Fux é sorteado relator de ação que contesta rejeição de Messias
Associação questiona votação secreta no plenário do Senado e pede novo pleito com voto aberto
O ministro Luiz Fux, do Supremo Tribunal Federal (STF), foi sorteado para relatar a ação que pede a anulação dos efeitos da votação do plenário do Senado que rejeitou a indicação do advogado-geral da União, Jorge Messias, à Corte.

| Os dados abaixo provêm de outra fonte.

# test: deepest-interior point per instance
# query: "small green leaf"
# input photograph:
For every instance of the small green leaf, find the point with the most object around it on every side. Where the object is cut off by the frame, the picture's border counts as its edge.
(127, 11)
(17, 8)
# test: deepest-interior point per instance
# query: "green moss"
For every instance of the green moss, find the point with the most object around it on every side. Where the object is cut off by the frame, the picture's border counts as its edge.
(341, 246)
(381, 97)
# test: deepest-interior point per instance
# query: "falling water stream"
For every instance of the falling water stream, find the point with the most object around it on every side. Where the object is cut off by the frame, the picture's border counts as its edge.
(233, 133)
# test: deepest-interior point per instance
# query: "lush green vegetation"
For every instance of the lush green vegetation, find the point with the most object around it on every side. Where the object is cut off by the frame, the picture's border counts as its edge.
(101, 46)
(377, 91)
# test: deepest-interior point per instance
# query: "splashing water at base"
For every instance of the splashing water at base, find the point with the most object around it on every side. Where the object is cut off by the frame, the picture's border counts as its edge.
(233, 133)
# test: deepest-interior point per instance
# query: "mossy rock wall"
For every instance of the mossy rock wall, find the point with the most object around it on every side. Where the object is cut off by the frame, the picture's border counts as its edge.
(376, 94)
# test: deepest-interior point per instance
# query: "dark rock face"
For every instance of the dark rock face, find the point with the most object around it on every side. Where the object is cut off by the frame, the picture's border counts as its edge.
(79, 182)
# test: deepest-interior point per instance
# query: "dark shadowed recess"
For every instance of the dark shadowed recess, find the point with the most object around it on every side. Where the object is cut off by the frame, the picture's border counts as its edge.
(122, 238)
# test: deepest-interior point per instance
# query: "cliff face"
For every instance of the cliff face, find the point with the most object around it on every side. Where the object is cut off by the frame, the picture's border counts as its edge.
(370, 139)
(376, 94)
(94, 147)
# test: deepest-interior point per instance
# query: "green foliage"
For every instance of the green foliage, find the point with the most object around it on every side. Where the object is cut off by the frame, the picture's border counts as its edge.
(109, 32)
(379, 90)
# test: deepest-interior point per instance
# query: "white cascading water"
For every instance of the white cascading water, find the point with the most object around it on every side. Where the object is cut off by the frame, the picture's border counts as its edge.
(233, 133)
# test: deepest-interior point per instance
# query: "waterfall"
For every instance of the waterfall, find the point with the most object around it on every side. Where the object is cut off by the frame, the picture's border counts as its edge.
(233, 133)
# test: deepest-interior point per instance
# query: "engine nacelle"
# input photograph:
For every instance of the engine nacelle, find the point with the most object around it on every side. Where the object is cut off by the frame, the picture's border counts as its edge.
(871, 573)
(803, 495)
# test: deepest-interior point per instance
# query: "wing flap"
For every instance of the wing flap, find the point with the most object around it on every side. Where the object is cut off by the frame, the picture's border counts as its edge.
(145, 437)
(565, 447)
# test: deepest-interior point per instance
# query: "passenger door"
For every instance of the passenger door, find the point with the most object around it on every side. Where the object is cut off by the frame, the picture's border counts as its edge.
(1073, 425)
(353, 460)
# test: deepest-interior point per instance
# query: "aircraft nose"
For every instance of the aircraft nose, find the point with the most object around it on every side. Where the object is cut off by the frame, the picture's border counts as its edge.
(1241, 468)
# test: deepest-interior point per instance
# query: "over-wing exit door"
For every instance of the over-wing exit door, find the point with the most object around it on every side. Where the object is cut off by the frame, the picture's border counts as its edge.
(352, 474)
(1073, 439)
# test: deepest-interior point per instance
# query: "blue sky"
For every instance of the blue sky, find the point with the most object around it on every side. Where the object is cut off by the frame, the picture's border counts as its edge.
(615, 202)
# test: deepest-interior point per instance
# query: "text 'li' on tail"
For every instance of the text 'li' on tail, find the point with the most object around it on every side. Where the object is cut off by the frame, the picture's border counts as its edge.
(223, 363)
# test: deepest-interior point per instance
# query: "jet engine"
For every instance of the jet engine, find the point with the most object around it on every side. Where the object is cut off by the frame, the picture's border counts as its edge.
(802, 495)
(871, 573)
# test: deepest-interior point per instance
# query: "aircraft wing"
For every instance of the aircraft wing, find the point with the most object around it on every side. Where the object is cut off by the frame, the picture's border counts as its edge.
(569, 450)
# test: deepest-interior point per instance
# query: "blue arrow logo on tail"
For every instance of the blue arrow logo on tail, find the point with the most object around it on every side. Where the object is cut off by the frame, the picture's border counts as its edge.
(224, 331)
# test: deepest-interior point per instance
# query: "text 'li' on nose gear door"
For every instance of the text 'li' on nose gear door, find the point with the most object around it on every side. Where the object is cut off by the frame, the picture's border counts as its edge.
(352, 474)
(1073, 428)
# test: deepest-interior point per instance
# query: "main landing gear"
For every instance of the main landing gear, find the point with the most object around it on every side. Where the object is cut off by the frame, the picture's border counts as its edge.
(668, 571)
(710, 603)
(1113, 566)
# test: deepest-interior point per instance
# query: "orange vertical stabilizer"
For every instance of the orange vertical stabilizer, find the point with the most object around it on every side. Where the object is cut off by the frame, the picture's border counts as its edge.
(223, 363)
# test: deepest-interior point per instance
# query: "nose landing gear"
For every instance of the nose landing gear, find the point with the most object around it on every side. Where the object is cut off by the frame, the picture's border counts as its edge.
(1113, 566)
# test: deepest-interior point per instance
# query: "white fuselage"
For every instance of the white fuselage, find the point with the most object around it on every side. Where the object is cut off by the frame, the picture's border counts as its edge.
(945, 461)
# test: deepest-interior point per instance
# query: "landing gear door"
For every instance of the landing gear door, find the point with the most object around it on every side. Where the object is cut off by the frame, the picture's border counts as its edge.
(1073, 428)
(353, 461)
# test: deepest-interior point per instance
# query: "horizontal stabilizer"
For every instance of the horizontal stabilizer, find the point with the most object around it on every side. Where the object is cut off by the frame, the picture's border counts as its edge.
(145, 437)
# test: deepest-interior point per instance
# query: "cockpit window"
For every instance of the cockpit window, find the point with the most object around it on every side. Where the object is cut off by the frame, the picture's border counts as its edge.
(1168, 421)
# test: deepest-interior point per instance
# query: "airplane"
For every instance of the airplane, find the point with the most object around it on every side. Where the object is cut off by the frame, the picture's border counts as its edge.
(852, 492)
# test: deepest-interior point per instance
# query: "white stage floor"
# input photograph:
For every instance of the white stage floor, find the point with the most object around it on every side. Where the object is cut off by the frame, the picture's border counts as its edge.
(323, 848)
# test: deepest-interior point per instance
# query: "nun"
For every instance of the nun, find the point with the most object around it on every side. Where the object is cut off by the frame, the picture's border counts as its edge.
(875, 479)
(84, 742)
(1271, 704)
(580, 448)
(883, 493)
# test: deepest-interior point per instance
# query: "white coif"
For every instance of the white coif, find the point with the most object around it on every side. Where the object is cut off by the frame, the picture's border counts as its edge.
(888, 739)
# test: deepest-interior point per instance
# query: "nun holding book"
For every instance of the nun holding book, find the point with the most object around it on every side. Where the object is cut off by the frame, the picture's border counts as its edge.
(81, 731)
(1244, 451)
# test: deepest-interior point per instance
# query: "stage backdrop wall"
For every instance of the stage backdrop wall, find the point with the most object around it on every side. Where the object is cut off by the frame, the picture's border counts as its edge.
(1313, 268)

O processo foi distribuído nesta terça, 5.
A ação, protocolada pela Associação Civitas para Cidadania e Cultura, alega que a votação não poderia ter ocorrido de forma secreta.
Segundo a entidade, o resultado teria sido “vazado” antes mesmo da apuração oficial. No pedido, a associação requer que o Senado realize uma nova votação “em observância aos parâmetros constitucionais de transparência, verificabilidade e integridade procedimental”, com adoção de voto aberto e nominal.
A organização afirma que não questiona o mérito da decisão parlamentar nem pretende substituir o juízo político do Senado Federal.
“O que se impugna é a própria validade constitucional do ato, diante da ruptura dos pressupostos mínimos que legitimam qualquer processo decisório no Estado Democrático de Direito”, diz.
Rejeição de Messias
Jorge Messias foi rejeitado por oito votos de diferença, com 42 contrários e 34 favoráveis à indicação.
Lula indicou o advogado-geral da União ao STF em novembro do ano passado, na vaga aberta com a aposentadoria de Luís Roberto Barroso.
O governo petista demorou quatro meses para enviar a indicação ao Senado. O Executivo aproveitou esse tempo para tentar uma maior aceitação do nome de Messias entre os senadores. Ainda assim, o indicado enfrentou bastante resistência.
O presidente do Senado, Davi Alcolumbre (União-AP), preferia que Lula tivesse indicado o senador Rodrigo Pacheco (PSB-MG).
Como mostramos, nas conversas com senadores na manhã da votação, Alcolumbre liberou seus aliados a votar contra a indicação de Jorge Messias.
O presidente do Senado se demonstrou incomodado com movimentos protagonizados por Messias e alguns de seus aliados, como o ministro André Mendonça.
O parlamentar se irritou também com o vazamento da informação sobre o encontro secreto tido entre ele e Messias na residência do ministro Cristiano Zanin. Para Alcolumbre, teria sido o próprio Messias o responsável pelo vazamento da informação.